A paleontologist has discovered what he believes to be the lair of an ancient, real-life kraken.
The Kraken, as you may be aware, is a giant, octopus-like sea creature of myth, capable of dragging entire ships to the bottom of the ocean. Kids will probably tell you that Bill Nighy used one to put the screws to Johnny Depp not too long ago. But paleontologist Mark McMenamin believes that a real live kraken may have one day roamed the depths, albeit a little further back in history than is generally thought.
McMenamin spent time at the Berlin-Ichthyosaur State Park in Nevada this summer, examining the fossilized remains of nine 45-foot-log ichthyosaurs, giant marine reptiles that thrived during the Mesozoic era. In the 1950s, Charles Camp of U.C. Berkeley posited that these ichthyosaurs had died accidentally in shallow water or from ingesting a toxic plankton bloom, but a more recent analysis of the rocks around the fossils suggest that it was actually a deep-water environment, putting that theory in doubt.

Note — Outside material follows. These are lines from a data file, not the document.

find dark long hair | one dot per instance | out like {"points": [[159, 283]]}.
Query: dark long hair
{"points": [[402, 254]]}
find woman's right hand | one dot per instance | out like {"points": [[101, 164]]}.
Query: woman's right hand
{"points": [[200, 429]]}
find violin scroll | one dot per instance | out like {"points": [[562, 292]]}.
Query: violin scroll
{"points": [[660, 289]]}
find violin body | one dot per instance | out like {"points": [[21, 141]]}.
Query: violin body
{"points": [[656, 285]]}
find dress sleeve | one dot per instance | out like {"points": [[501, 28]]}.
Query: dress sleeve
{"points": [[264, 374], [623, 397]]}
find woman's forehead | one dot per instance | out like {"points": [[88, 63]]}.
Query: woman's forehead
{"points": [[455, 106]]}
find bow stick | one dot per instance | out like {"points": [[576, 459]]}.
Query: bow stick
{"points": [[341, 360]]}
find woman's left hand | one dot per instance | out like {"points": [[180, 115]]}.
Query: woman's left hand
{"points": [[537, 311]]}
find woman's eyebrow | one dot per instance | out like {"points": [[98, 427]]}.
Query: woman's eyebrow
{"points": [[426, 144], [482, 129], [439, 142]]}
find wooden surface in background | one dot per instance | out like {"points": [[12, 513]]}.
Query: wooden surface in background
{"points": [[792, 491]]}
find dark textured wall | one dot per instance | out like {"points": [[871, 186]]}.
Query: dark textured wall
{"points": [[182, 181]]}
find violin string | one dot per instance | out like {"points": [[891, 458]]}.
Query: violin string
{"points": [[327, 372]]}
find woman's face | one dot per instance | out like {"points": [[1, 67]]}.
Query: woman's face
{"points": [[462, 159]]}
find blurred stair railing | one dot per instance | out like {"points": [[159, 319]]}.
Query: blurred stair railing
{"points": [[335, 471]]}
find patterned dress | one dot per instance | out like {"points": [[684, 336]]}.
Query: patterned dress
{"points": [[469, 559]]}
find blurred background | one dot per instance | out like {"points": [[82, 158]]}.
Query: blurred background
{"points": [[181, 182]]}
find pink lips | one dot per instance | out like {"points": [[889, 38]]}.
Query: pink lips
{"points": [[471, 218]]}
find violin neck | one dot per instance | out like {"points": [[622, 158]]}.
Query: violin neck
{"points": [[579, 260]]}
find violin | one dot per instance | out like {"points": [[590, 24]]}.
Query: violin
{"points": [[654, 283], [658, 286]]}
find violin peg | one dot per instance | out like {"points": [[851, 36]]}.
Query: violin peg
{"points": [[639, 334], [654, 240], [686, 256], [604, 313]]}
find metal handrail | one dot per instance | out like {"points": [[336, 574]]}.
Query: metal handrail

That was the mystery that initially attracted McMenamin to the site, but it was the state of the bones that grabbed his attention once he got there. Not only did they indicate that the reptiles hadn't all died at the same time, but they also appeared to have been "purposefully rearranged," a behavior exhibited in the current era by none other than the octopus. He also noted that the skeletons had twisted necks and many more broken ribs than would be expected in an accidental death.

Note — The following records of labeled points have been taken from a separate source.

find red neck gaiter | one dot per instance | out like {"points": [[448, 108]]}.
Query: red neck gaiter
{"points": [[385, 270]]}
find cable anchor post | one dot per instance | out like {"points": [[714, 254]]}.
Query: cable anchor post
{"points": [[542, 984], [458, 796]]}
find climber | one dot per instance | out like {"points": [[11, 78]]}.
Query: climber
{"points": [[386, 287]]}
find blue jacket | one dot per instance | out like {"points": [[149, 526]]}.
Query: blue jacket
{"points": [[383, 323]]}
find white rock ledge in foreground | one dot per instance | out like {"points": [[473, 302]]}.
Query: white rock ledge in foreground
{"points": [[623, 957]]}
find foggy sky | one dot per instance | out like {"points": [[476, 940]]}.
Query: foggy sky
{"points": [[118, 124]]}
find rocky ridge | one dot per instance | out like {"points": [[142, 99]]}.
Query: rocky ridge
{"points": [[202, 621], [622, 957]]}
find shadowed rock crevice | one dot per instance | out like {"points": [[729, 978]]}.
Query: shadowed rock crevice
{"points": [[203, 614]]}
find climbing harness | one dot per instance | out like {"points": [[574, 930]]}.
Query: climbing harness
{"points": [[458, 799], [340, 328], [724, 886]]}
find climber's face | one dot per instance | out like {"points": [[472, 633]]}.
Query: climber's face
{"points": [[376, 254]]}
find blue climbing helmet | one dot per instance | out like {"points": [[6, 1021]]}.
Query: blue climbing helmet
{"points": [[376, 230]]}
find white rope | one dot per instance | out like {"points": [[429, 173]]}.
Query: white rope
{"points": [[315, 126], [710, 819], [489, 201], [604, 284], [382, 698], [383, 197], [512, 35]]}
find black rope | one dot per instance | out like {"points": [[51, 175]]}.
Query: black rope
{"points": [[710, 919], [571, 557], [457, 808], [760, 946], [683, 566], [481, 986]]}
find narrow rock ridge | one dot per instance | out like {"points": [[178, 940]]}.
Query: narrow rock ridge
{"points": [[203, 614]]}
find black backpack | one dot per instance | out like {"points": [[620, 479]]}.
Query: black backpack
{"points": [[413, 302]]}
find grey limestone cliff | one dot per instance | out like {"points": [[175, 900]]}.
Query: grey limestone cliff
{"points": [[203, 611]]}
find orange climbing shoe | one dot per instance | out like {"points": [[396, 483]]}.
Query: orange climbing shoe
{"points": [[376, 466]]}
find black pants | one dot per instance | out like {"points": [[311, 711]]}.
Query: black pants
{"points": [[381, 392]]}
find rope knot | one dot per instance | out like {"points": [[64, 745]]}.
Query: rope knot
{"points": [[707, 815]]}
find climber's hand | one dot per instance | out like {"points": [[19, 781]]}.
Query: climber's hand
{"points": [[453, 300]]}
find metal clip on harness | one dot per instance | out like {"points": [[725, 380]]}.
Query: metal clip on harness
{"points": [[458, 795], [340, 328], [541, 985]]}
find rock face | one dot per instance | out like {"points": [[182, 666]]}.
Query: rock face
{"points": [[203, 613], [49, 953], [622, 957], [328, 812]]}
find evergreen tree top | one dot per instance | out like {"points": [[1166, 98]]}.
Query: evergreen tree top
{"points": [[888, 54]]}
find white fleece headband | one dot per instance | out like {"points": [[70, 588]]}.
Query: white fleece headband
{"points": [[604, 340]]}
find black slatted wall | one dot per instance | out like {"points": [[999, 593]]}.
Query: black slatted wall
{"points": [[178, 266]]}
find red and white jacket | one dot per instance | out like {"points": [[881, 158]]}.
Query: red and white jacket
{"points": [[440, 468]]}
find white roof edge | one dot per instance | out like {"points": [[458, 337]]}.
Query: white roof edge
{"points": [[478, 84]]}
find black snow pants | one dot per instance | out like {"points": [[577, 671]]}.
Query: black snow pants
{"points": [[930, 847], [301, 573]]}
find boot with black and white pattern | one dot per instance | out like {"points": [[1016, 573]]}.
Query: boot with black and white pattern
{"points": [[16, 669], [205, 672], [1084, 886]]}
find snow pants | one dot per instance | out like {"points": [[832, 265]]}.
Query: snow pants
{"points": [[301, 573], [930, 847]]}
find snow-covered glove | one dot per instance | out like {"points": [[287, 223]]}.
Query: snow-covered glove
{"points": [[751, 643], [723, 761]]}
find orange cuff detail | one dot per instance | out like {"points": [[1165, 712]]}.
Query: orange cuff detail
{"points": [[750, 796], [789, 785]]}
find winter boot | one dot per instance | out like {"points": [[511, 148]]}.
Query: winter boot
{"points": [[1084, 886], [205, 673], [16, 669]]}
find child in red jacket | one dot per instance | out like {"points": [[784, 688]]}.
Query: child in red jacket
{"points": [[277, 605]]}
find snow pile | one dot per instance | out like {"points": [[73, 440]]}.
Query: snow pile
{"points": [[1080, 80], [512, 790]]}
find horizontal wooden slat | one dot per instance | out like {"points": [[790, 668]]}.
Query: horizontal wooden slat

But that isn't something any normal-sized octopus could pull off. Only a true colossus of the sea could capture and kill such massive prey. Only... a kraken! "I think that these things were captured by the kraken and taken to the midden and the cephalopod would take them apart," McMenamin said.
Even more bizarrely, the vertebrae are arranged in patterns similar to those of sucker discs on cephalopod arms. "In other words," the Geological Society of America stated in a press release, "the vertebral disc 'pavement' seen at the state park may represent the earliest known self-portrait."
Lending credence to McMenamin's theory is a discovery by the Seattle Aquarium, captured on video, that large octopuses actually hunt and kill sharks. "We think that this cephalopod in the Triassic was doing the same thing," McMenamin said. "It was either drowning them or breaking their necks."
His theory will be very difficult to prove. His hypothetical kraken is soft, squishy and, aside from its beak, entirely boneless, which means the likelihood of finding any fossilized evidence of the thing is extremely low. Nonetheless, McMenamin, who presented his findings at the annual meeting of the Geological Society of America yesterday, is confident in his work. "We're ready for this," he said. "We have a very good case."